The clip (widely shared, including in Sky News Australia's commentary calling it "unhinged") frames his point around demographic reality: Australia's population is aging fast, birth rates are low, and families increasingly can't (or won't) provide hands-on elderly care. Without migrants supposedly filling low-paid, physically demanding roles in aged care, construction, and other essential sectors, the system collapses, or so they say. He tied it to SA-specific needs — building 13,500 homes a year, boosting skilled migration by about 2,000 annually (plus families, totalling ~3,200 net inflow), and shifting workers to high-priority projects like the nuclear submarine program. Migrants, he argued, have historically done the "really hard jobs" locals avoid, and curtailing them would leave gaps no one else fills. The same old, tired story, long refuted.
The Backlash: From "Slave Underclass" to Stereotyping Migrants
The remarks exploded online and in media, drawing fire from across the spectrum:
One Nation and Right-wing critics blasted it as admitting migration policy creates a permanent low-wage underclass imported to do the dirty work Australians won't touch. Macrobusiness.com.au ran with the savage headline "South Australian premier demands migrant slaves to 'wipe bums'," framing it as a "population pyramid scheme based on human exploitation" — sourcing labour from poorer nations who'll accept lower standards, ensuring endless supply as earlier arrivals move up.
Migrant communities and progressives called it demeaning.
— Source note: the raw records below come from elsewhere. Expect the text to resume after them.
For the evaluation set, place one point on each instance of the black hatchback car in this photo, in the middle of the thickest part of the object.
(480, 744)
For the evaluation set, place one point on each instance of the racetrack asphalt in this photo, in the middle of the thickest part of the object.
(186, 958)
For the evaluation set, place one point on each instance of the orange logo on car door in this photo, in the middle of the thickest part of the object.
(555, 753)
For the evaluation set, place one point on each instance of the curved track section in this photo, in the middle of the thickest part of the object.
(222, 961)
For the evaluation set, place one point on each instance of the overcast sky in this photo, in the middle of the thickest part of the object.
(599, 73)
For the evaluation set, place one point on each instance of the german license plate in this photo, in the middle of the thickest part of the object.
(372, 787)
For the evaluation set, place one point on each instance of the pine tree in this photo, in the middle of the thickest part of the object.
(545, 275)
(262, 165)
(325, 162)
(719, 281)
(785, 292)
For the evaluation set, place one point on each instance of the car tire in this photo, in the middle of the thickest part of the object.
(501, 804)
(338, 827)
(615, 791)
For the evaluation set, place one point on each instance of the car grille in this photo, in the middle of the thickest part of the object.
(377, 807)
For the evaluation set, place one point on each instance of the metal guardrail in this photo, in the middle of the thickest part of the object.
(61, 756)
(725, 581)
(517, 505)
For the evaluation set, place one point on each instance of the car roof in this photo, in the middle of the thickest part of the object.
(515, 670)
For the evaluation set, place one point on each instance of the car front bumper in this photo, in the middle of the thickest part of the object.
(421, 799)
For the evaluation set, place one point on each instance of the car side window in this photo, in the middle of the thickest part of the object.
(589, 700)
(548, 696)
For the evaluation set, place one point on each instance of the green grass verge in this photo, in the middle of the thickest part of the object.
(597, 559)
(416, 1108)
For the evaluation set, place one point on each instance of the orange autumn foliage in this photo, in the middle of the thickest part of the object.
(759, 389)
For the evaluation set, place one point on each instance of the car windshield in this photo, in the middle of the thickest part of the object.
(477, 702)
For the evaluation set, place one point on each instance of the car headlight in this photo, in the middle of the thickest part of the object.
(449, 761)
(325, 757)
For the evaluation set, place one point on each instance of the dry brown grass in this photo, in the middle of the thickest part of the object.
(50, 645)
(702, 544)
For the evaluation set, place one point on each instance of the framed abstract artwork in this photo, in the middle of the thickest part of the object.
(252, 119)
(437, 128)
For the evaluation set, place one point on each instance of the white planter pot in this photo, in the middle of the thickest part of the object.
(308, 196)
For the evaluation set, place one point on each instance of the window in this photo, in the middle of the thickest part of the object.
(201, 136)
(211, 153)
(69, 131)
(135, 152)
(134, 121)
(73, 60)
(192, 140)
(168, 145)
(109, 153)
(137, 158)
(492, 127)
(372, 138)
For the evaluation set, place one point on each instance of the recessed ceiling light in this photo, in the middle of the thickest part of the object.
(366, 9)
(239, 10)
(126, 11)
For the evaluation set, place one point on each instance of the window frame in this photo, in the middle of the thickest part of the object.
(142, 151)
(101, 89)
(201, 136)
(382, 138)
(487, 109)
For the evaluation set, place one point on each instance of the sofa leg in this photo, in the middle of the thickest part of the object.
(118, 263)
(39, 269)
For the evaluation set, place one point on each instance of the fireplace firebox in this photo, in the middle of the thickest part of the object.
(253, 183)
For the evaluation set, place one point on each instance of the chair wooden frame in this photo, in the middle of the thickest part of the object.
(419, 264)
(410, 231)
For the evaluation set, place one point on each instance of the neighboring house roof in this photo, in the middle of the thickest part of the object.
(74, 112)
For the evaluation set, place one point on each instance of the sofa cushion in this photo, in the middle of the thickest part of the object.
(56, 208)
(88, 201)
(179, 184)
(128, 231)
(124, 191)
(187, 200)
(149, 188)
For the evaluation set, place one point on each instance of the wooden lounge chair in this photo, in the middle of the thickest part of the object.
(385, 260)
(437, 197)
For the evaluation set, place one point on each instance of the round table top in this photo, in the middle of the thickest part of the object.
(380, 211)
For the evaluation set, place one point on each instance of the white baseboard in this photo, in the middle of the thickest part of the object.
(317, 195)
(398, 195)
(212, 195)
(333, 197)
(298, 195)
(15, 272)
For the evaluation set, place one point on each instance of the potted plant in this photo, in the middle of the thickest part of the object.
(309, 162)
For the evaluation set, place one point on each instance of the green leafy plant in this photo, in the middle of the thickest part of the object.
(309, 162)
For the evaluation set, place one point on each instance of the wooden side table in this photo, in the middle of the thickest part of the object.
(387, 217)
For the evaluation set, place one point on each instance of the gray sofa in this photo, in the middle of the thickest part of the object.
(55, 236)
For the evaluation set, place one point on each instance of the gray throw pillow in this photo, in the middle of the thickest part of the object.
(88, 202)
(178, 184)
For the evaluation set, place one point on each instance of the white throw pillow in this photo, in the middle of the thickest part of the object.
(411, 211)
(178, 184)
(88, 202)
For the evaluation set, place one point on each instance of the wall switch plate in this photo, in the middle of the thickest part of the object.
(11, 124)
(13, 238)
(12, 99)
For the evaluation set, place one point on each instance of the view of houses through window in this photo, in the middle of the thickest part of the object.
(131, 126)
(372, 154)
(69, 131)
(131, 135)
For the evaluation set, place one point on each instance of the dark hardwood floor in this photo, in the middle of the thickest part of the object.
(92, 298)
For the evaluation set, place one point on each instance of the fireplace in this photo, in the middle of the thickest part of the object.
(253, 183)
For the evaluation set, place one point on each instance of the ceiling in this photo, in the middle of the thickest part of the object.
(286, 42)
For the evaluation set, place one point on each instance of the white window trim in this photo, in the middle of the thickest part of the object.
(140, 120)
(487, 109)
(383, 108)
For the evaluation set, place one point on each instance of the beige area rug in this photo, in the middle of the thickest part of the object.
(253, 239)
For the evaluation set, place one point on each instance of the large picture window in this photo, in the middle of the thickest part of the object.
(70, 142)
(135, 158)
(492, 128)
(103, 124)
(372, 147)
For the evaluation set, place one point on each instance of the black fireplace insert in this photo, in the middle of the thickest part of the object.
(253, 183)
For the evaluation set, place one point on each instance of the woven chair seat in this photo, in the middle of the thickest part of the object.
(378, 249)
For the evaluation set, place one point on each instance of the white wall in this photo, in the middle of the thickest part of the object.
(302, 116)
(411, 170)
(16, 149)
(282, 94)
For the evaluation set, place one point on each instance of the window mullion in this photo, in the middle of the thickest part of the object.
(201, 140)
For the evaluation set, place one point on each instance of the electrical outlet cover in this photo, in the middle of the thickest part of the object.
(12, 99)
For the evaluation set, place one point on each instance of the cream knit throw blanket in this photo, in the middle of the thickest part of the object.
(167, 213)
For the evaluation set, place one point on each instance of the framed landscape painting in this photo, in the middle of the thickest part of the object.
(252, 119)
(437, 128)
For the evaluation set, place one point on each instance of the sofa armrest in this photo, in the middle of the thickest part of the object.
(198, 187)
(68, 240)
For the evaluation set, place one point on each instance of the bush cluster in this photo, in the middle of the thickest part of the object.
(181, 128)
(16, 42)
Indian-origin Family First SA upper house candidate Deepa Mathew hit back hard: "I didn't come here to wipe bums." She accused Malinauskas of reducing migrants to a crude stereotype, ignoring their contributions as doctors, engineers, business owners, and professionals. "Migrants come to build futures... not to be demeaned."
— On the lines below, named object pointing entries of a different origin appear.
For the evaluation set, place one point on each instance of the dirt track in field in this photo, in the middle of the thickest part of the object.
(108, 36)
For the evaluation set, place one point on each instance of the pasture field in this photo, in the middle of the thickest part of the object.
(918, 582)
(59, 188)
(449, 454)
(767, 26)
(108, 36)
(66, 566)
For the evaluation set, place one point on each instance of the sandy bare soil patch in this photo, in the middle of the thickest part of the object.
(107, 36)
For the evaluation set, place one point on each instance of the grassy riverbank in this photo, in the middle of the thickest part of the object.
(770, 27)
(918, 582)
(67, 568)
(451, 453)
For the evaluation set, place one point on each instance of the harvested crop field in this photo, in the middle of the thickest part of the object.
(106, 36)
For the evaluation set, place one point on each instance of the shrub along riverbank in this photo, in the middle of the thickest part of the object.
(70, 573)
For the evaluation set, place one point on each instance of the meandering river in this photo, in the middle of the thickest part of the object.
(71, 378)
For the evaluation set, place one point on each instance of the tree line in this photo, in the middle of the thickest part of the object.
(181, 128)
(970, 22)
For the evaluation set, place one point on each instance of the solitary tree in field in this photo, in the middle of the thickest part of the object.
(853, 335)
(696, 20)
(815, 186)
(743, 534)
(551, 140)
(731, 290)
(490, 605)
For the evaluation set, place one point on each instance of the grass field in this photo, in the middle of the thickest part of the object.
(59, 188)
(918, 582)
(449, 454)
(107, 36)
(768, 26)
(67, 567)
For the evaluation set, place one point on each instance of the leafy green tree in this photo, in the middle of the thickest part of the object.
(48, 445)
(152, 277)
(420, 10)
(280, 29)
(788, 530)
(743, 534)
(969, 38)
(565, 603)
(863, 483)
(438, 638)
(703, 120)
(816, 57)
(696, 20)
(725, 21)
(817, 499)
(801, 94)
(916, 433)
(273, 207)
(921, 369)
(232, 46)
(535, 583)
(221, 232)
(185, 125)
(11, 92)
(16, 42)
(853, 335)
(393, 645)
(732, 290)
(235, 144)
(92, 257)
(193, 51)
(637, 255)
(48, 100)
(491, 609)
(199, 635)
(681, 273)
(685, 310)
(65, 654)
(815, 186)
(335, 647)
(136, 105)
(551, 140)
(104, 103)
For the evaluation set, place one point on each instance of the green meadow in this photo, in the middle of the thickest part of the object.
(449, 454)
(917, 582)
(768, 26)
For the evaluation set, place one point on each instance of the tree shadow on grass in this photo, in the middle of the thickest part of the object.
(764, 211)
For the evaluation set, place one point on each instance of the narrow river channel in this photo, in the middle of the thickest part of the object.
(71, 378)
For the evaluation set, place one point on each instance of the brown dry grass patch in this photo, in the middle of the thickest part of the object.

Greens and others echoed concerns about exploitation, low pay in aged care (where conditions are already gruelling), and the racist undertones in assuming certain nationalities are "used to much lower living standards."
Even mainstream outlets like ABC News reported bipartisan criticism, with the comments seen as blunt to the point of offensive. Sky News host James Macpherson mocked the vision of elderly Aussies reliant on foreign "bum wipers" while their kids build submarines, calling it a bleak, out-of-touch pitch.
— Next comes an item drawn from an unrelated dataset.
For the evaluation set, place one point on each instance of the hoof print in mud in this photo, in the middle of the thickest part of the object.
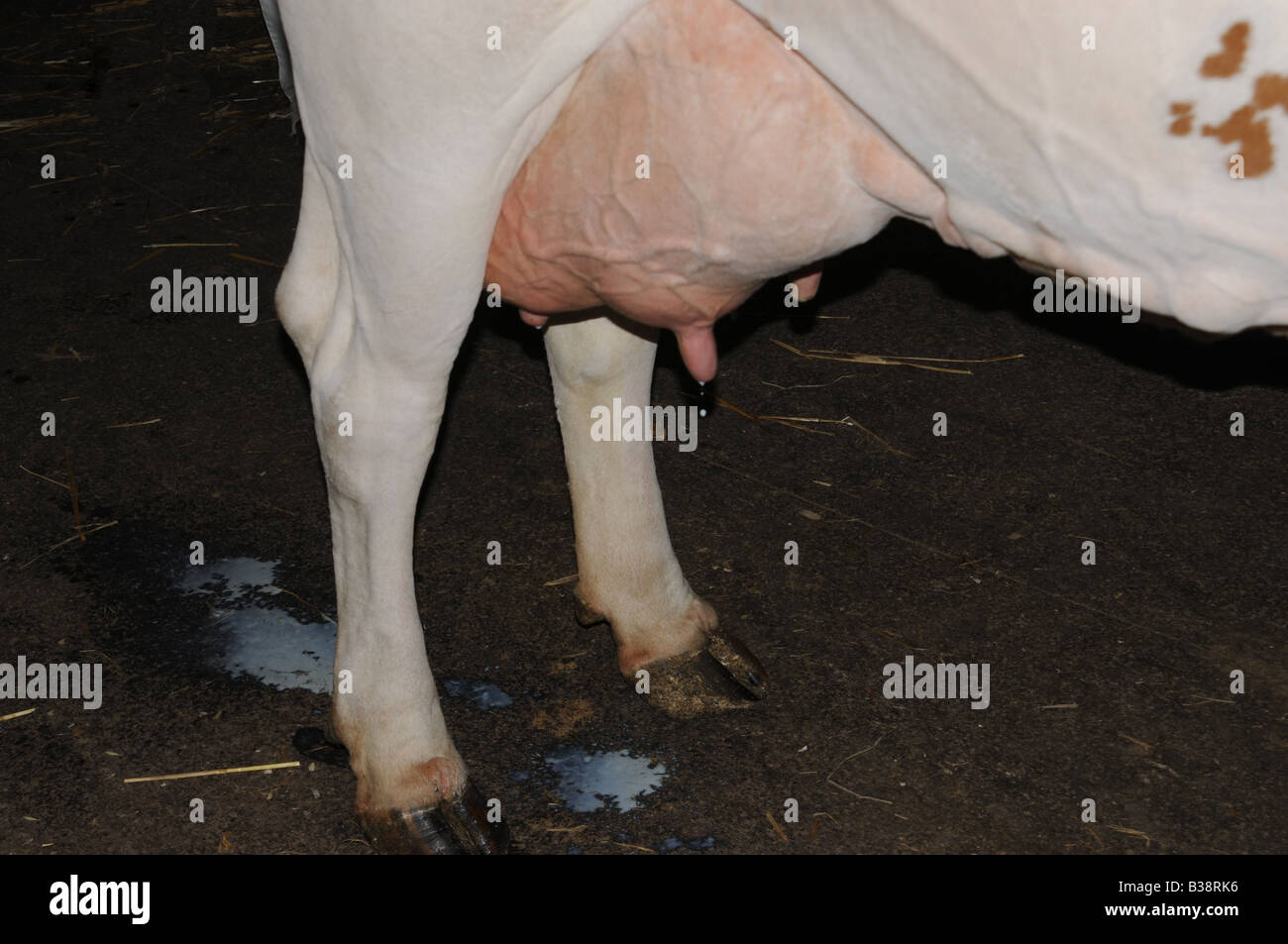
(722, 677)
(451, 828)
Critique: Honest Demographics or Exploitative Framing?
Malinauskas isn't wrong on the maths. SA (and Australia broadly) faces a care crisis: an aging boom, workforce shortages in aged care (low wages, burnout, high turnover), and declining family caregiving. Aged care relies heavily on migrants — many from India, Nepal, Philippines, and other developing nations — who often enter via student visas, temporary skilled pathways, or family streams. Without them, facilities close, waitlists grow, and vulnerable elderly suffer.
But the delivery? It's a masterclass in political malpractice. Framing migration as "who wipes your bum" reduces complex human beings to bodily functions, plays into stereotypes, and alienates the very workers the system needs. It ignores fixes like better wages/training to attract locals, investing in robotics/automation, or reforming aged care funding. Instead, it leans on volume migration as the default band-aid — a critique Macrobusiness.com.au and others level at the whole national model.
In SA context, with the March 21 state election looming, this is risky. Malinauskas is popular and polling strong, but One Nation is surging on immigration fears (echoing federal trends). By saying the quiet part loud, he might rally his base on economic pragmatism but hand ammo to opponents portraying Labor as pro-mass migration at any cost. Which it is; look at the old Anglo Saxon building pulled down under this regime.
Bottom line: The Premier's point about demographic necessity is valid, but packaging it as "migrant bum-wipers or bust" is crude, divisive, and risks dehumanising people who already do undervalued, essential work. If SA wants sustainable growth, debate the how — wages, training, integration — not just the who. Otherwise, this "wipe your bum" line becomes the soundbite that haunts him, and the sector, long after the election.